A FACEBOOK page set up by local skippers aimed at scotching claims that fish stocks are scarce has received more than 4,000 likes since its inception.
The pressure group The Real Fish Fight has been set up by Peterhead skipper Peter Bruce along with fellow skippers who claim there are plenty fish in the sea.
Skipper Bruce of the Budding Rose, highlighted the cause only last week when a monster haul of cod broke the winch on his trawler.
He said: “I have never seen a catch like this in all my 30 years at sea.
“The boat’s ram was completely bent out of shape by the weight of the catch - so much so it has had to be removed for repairs to be carried out.”
And he believes that the gigantic haul would help prove that there was no cod shortage in the North Sea.

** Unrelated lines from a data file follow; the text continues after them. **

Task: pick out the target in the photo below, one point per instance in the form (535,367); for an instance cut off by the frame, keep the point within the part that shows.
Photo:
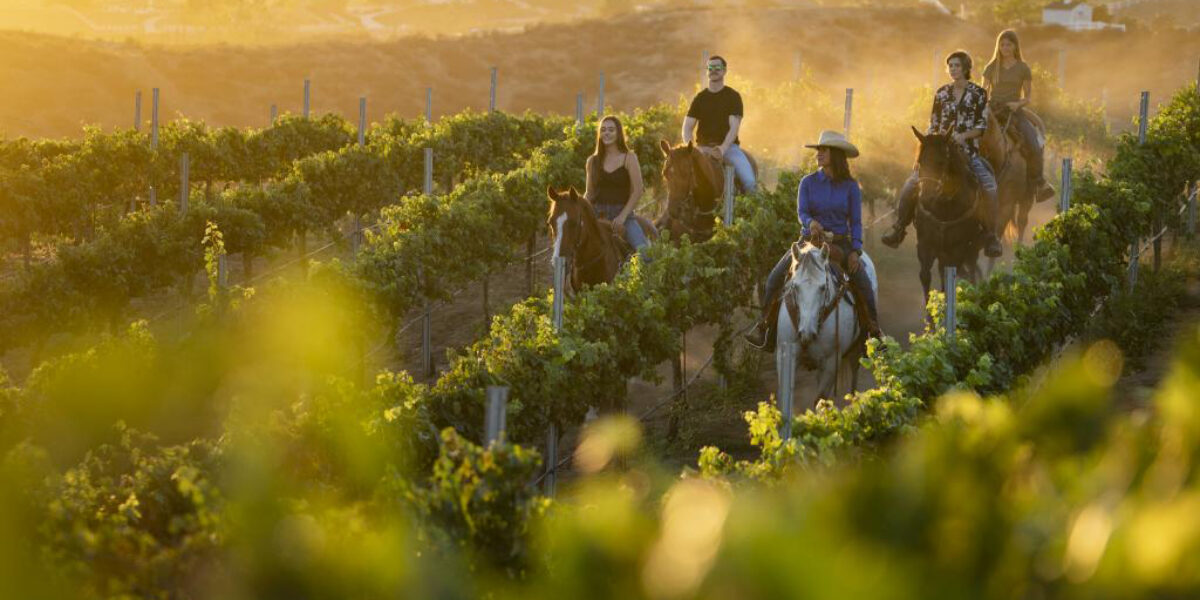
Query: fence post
(1133,264)
(222,274)
(307,97)
(363,120)
(1143,117)
(497,401)
(729,195)
(952,299)
(933,82)
(785,365)
(183,184)
(427,340)
(487,312)
(154,119)
(1062,70)
(579,112)
(429,172)
(850,106)
(557,321)
(559,287)
(1065,191)
(600,97)
(1192,211)
(529,245)
(491,96)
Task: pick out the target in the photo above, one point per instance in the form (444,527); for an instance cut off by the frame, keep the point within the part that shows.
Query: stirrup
(895,237)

The haul of cod was taken in waters around 20 miles from closed cod spawning grounds, with Skipper Bruce saying he was actually fishing for haddock at the time.
“I was in contact with a fellow skipper who was 75 miles away and he was having a similar experience,” he said.
“He had to land ten tonnes of cod to Peterhead Fishmarket from his trip!”
Skipper Bruce said the Real Fish Fight had been launched to convince people that North Sea stocks were not dwindling and these latest catches were proof of that.
And he said that the stocks’ recovery was down to conservation efforts implemented by Scottish fishermen.
The campaign follows criticism of chef Hugh Fearnley-Whittingstall’s Channel 4 series ‘Hugh’s Fish Fight’.
The Scottish Fishermen’s Federation has backed the claims, stating: “ Reports from Scottish fishermen of a huge abundance of cod in the North Sea is a direct result of a dramatic decline in fishing effort combined with the introduction of a number of conservation initiatives by the fishing fleet.
“The scientific evidence is also backing the experience of fishermen on the fishing grounds.
“According to Scottish Sea Fisheries Statistics, the amount of fishing effort by the Scottish fleet has declined by a massive 70% between 2000 and 2011.
SFF chief executive, Bertie Armstrong, said: “The number of fishing vessels has dramatically declined and there have been strict effort controls.
“In addition, we have developed our own measures such as technical alterations to nets to significantly reduce discards and implementing real-time area closures to protect juvenile and spawning fish.
“The important step now is to ensure that fishermen are rewarded for this increasing stock of cod and other fish through enhanced catching opportunities in the future. Survival of the fishing communities will depend on this.
“However, this must be achieved through careful fisheries management based on the science so as to ensure the continuation of sustainable harvesting that enables the stock to prosper.”